The period of political and social change included lynchings of suspected Duvalier supporters and members of the duo’s widely feared Tonton Macoute paramilitary brigade, which killed and tortured thousands of people during the combined 29-year dictatorship of the Duvaliers.
“In addition to advocating political change, some Haitians periodically attacked suspected ‘Macoutes’ and in some cases hacked to death their alleged former persecutors,” Human Rights Watch wrote in a 1996 report marking a decade since the formal end of duvalierism.
The rights group said the “frustration of the Haitian people over the historic corruption of the judiciary and complicity with the military” had fueled further incidents of vigilante violence, including “public allegations of robbery, after which gangs rushed in and beat the accused to death”.
Danielle Jung, an associate professor of political science at Emory University in the United States and co-author of the book Lynching and Local Justice: Legitimacy and Accountability in Weak States, said collective vigilance is more likely to emerge in places with a weak rule of law.
Jung, who researched the practice in Haiti in 2017, told Al Jazeera that a Haitian focus group participant summed it up at the time: “It may not be the best justice, but it’s justice.”
Men with machetes, part of Bwa Kale, walk with their machetes in the Delma district of Port-au-Prince, Haiti, May 28, 2023 (Ariana Cubillos/AP Photo)
While collective vigilance isn’t unique to the Caribbean country — similar movements have sprung up in South Africa, Brazil and elsewhere — Jung said it enjoys relatively high approval and legitimacy in Haiti.
Still, she said creating a robust justice system and strong state institutions that allow community members to achieve justice could disrupt the phenomenon overall and “could be a really important piece of the solution.”
“It is nobody’s first choice. I think (people) would prefer to turn to state institutions and state courts in most of these cases,” Jung said. “But because they feel like they don’t have that option, communities are taking it on.”
Back in Port-au-Prince, Mars said in Lakou Lape that Haitian authorities and society at large need a multifaceted approach to move beyond Bwa Kale and end the cycle of violence.

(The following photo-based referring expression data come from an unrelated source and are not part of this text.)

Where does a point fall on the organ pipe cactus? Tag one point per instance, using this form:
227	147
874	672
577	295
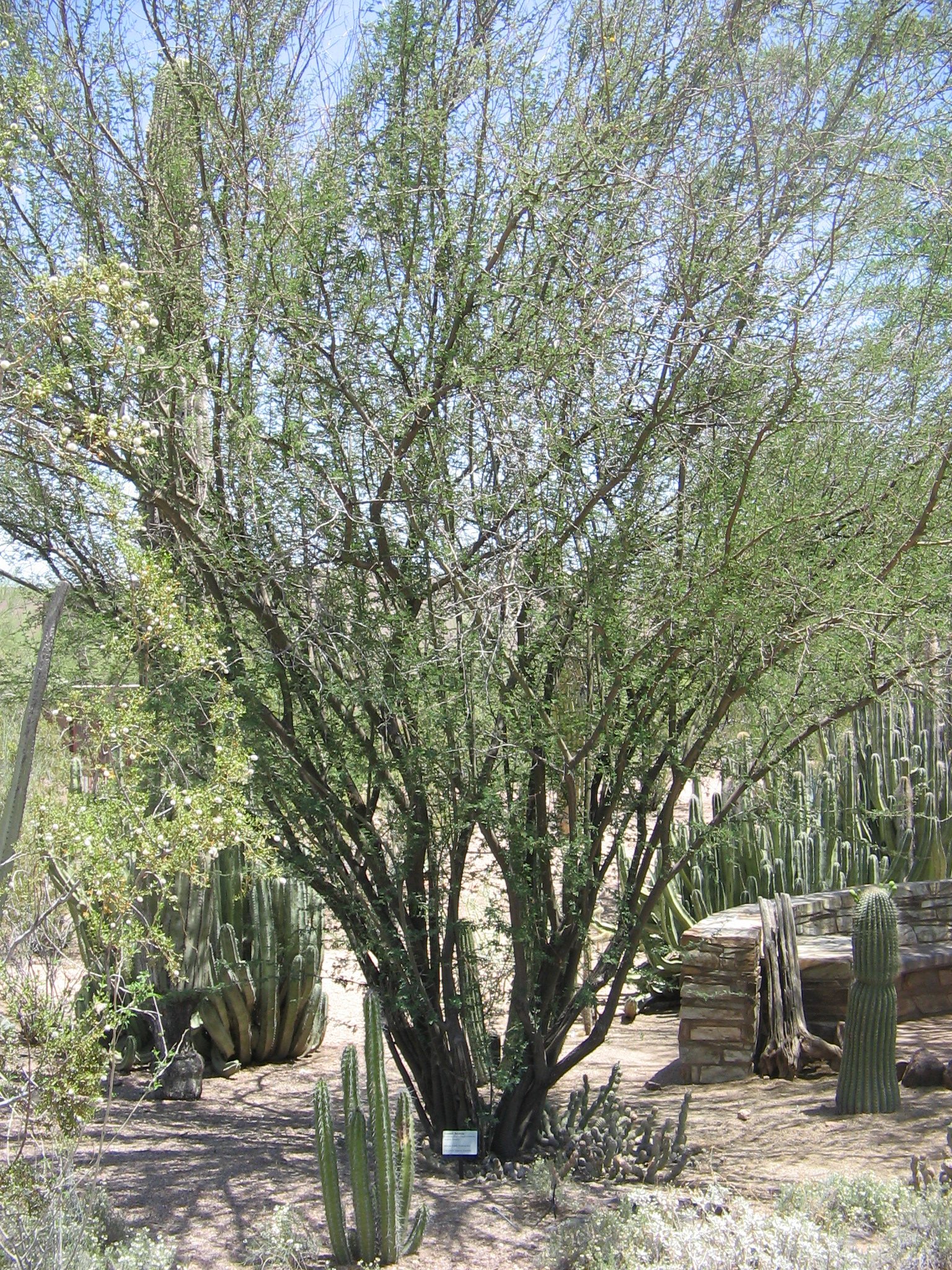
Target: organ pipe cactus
867	1076
474	1016
381	1171
270	1006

Building trust in Haitian state institutions will be a critical step, he said, which can only be achieved if authorities take action against all illegal armed groups operating in the country, “not just some”.
Mars said the government should threaten to use “a big stick” but at the same time offer a “planned exit strategy” for gang members, as well as some form of transitional justice for those who have suffered.
“The victims of the gangs, as the population demonstrated with the Bwa Kale movement, are deeply outraged by what they have experienced. They lost loved ones, they had to pay money they didn’t have, they lost homes,” he said.
The state needs to strengthen its presence and establish programs to address the underlying issues underlying the violence, including poverty and unemployment, Mars said. Relations between armed groups and some politicians and business people also need to be addressed.
“People know that the population in the neighborhoods is fed up with the situation, but the tendency is often that this awareness comes to the fore and for some reason the movement slows down or dies, and people go back to business as usual” , he said.
With Haiti’s population expected to increase in the coming years, inaction could lead to dangerous results, Mars added.
“If we are in the same economic and social system, structures and conditions that we are in now, what will happen in 10 years? It’s not Bwa Kale we’ll have left. We’re getting something much worse.”